After our parents’ funeral, after the wake, after the last mourners had said goodbye — leaving only biscuit crumbs and wrinkled tissues behind — after all that, came the most terrifying moment of my life.
The waning winter light only half-filled the little living room of our terrace house. Dina and I sat on the couch pushed under the window and did not say a word. Our legs hung still; we were too short to reach the ground, too solemn to wriggle or squirm. I felt for Dina’s hand and squeezed it bravely, but my heart was thudding an uneven rhythm: they have forgotten us. They have forgotten us.
A creak on the stairs leading down from the second storey made us look. There, halfway up and halfway down, stood our aunts.
‘Oh!’ said Aunt Geraldine, as though she had forgotten us. Her cheeks were wet and shiny.
‘Oh,’ said Aunt Margaret, her face white and her mouth a round, pink O. Geraldine bent and whispered something in Margaret’s ear, then pushed on down the stairs past her. Aunt Margaret followed.
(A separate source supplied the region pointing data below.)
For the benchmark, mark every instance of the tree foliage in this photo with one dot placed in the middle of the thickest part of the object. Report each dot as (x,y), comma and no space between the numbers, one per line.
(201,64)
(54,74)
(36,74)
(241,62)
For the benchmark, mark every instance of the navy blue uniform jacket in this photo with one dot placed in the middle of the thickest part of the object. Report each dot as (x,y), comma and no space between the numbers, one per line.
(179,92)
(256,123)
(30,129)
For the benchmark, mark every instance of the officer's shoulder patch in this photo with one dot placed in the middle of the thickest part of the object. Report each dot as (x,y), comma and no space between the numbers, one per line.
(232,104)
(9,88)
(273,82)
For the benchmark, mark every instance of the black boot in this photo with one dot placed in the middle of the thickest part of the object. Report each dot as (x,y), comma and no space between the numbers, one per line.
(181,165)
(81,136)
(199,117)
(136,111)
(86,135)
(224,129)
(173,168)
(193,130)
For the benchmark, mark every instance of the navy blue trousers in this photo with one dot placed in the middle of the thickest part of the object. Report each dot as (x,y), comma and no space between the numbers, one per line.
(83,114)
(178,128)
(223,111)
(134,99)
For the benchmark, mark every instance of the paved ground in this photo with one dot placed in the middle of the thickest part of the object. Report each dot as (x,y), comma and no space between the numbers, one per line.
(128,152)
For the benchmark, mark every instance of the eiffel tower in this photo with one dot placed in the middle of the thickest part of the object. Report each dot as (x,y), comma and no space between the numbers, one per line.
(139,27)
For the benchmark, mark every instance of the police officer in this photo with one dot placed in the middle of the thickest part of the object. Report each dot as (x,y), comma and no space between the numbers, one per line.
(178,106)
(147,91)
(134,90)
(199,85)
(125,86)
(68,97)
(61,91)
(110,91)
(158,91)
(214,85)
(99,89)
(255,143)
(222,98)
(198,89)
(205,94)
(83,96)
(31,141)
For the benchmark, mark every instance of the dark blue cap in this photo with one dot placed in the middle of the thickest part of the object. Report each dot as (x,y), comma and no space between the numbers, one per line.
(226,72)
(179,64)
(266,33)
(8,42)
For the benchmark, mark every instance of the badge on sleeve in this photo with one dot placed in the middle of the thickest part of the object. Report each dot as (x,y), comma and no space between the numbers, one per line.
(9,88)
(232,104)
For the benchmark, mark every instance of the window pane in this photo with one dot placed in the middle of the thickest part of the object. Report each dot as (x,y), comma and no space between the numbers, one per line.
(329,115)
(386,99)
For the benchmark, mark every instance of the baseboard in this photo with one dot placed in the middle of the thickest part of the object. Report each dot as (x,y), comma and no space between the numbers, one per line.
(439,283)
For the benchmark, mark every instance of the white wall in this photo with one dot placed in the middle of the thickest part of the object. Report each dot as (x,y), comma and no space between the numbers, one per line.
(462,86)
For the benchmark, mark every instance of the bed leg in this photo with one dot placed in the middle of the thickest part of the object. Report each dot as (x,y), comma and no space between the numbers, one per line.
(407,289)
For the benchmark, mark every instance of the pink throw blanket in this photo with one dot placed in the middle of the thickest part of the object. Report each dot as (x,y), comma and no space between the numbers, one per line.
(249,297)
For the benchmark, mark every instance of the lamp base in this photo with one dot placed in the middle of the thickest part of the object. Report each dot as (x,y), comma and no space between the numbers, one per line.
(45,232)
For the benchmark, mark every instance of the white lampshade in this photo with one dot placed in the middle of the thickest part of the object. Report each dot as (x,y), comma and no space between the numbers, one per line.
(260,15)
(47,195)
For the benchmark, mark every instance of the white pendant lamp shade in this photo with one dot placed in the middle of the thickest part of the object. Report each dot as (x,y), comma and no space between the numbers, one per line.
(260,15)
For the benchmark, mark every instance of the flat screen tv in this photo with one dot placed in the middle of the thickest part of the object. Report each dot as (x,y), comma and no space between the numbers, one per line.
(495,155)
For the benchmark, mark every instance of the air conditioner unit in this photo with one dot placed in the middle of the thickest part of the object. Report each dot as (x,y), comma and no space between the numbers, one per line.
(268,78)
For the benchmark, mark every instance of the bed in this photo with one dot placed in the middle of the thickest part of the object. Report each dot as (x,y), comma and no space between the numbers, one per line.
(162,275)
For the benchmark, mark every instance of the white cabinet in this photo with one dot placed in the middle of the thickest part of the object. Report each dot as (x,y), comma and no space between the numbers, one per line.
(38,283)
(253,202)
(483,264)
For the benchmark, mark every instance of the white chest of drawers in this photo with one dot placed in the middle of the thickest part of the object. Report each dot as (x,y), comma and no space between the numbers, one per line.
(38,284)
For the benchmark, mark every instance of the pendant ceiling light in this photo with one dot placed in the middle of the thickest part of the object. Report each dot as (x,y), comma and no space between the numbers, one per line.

‘You precious, precious things,’ Geraldine said, coming towards us with her arms outstretched. She enveloped me in them, and from within her embrace, I saw Aunt Margaret stoop and whisper to Dina, ‘Come here, darling. We know just how you feel.’
And there, suffocating in Geraldine’s warm and soft bosom, I felt safe for the first time since the accident.
Is it strange that my sister and I have no memory of our aunts prior to that day? We never really thought so. There were far more inexplicable things about our childhood — things like God deciding to take both our parents at once, like why anyone would ever willingly eat tinned sardines, and whether there is any actual purpose for long division. Our aunts being there for us at precisely the right time was not an unfinished equation. It was the solution.
We grieved for our parents, certainly. There were many nights I lay awake in bed, shivering because my pillow was wet with tears grown cold. Dina got a bloody nose because a stupid boy made an insensitive remark about how heaven isn’t real and therefore our parents ‘are actually nowhere’. She gave him a black eye before he punched her in the nose, so it was worth it.
But the aunts did their very best to make life’s cruel transition as seamless as possible for us. They never spoke about moving us away or trying something new. Whatever their lives had been before, they dismantled them and shifted them here until Geraldine and Margaret became our whole world and we became theirs. They did not spoil us, exactly, but it was certainly no dictatorship.
Perhaps that’s why it was so surprising when the aunts laid down just one firm rule.
‘We do not want you to go down to the basement,’ Aunt Geraldine said, her broad brown hands on her hips.
‘Not at all,’ added Aunt Margaret.
‘Not ever?’ Dina asked.
The aunts did not answer.
At first that was enough. A horrible teacher had once told me the story of Bluebeard, and I had told it to Dina, and we both had nightmares for weeks afterwards. So we stayed away from doors that were locked and basements that were verboten. But after a time, even the image of dead wives strung along a wall was not enough to stem our curiosity. The basement had never before provoked any interest in us but because we were forbidden from entering this room of apparent secrecy, it now held the allure of Atlantis.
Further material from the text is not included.